Em linhas gerais, Harold é um garoto que dentro de seu livro consegue desenhar qualquer coisa com seu lápis crayon lilás e fazer esses desenhos magicamente criarem vida. Ao seu lado, o garoto tem a companhia de um Alce e um Porco-espinho interpretados por Lil Rel Howery e Tanya Reynolds respectivamente. Quando Harold se torna adulto em seu livro e a voz de um homem idoso narrador (Alfred Molina) para de interagir com os personagens, Harold decide desenhar uma porta para o “Mundo Real” afim de descobrir o paradeiro de seu criador.
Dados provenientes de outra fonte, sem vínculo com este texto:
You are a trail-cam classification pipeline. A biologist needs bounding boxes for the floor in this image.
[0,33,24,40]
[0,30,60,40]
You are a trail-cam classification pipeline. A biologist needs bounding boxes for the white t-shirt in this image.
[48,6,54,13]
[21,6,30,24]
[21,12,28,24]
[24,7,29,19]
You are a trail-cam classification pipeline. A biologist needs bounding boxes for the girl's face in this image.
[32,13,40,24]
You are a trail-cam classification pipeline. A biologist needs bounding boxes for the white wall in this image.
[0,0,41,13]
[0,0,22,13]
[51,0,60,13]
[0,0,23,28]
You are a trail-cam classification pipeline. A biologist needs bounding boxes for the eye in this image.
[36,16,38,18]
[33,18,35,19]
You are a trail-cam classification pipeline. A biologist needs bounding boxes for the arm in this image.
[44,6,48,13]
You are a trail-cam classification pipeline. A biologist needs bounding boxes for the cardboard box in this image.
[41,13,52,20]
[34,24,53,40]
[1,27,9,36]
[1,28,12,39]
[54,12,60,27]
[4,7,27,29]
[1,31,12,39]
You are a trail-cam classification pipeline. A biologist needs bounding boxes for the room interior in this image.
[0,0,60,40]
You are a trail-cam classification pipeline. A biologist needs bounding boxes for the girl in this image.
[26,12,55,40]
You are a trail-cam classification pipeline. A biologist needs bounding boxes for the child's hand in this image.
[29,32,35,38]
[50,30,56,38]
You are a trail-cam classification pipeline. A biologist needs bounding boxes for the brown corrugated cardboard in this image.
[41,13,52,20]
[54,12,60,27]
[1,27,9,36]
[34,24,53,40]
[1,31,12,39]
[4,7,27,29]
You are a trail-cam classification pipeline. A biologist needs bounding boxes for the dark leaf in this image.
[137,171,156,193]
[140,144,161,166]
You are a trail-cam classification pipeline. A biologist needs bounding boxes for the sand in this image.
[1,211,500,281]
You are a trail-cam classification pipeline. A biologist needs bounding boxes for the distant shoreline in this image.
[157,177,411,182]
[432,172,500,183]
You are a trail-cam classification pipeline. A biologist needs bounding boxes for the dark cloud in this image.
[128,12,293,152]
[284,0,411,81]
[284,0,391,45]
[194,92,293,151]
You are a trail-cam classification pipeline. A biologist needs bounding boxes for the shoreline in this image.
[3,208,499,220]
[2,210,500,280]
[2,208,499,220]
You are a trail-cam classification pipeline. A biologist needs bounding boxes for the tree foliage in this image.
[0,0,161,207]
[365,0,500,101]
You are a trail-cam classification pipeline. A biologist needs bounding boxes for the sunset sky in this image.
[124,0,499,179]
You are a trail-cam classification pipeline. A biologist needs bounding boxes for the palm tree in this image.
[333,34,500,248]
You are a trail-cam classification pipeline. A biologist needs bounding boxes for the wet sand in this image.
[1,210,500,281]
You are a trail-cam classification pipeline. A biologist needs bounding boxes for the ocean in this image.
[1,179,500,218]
A partir deste ponto da narrativa, o elenco muda da animação para o live-action, e o caminho dos três personagens cruza com o de uma mãe viúva chamada Terry (Zooey Deschanel) e seu filho Mel (Benjamin Bottani), que sofre bullying e nutre afeto por um amigo imaginário que é uma mistura de dragão com um lagarto.
O mundo fantástico que o roteiro propõe e a essência do livro são preservados e bem defendidos pelo elenco, que encontra no bom-mocismo de Zachary Levi e na doçura de Deschanel o equilíbrio certo para que este seja um programa infantil eficiente. No entanto, a obra carece de trazer um enfoque mais infantojuvenil para abarcar um público maior, seja com diálogos mais maduros ou situações que poderiam extrair mais humor de seu elenco, principalmente dos personagens do Alce e do Porco-espinho, os alívios cômicos desta história. A experiência fica claramente restrita ao público infantil, que parecia se interessar e não desgrudar os olhos da tela de cinema na sessão em que assisti ao filme nos Estados Unidos. Os pais e irmãos mais velhos, por sua vez, pareciam entediados e impacientes para que a projeção se encerrasse logo. Isso é um mau sinal de que Harold não encontrará abrigo em um público mais universal, como outras obras infantis recentemente fizeram, a exemplo de “Divertidamente 2” (2024) ou “Amigos Imaginários” (2024).
Entra em cena também o antagonista do filme, um bibliotecário local que aspira criar livros épicos de aventura que parecem mesclar, de forma duvidosa, “O Senhor dos Anéis” com “Dungeons and Dragons” em uma tacada só. Parceiro de longa data de dublagem dos filmes de Saldanha, o ator Jemaine Clement interpreta esse papel, que ganha o nome de Gary e uma representação cheia de cacoetes e afetações que fazem o filme pisar ainda mais fundo no acelerador da representação de vilão de filme infantil. Gary tem a ambição de arrancar o lápis lilás de Harold para obter poder invencível e realizar seus próprios desejos. No entanto, essa tentativa de inserir conflitos e impulsionar o enredo é fraca e pouco empolga o publico.
Ao final da experiência, fica muito claro que “Harold e o Lápis Mágico” só conseguirá ganhar prestígio entre as crianças, lançando mão de efeitos visuais sem muita pompa e sem contar sequer com aquele senso de humor inteligente e afiado que filmes como “Shrek” ou “O Gato de Botas” sabem fazer tão bem. É um candidato fraco nas salas de cinema para competir com os estrondosos sucessos da Disney e da Universal no concorrido verão americano, e é certamente uma obra que não conseguirá estabelecer uma relevância maior dentre as adaptações mais impactantes do gênero.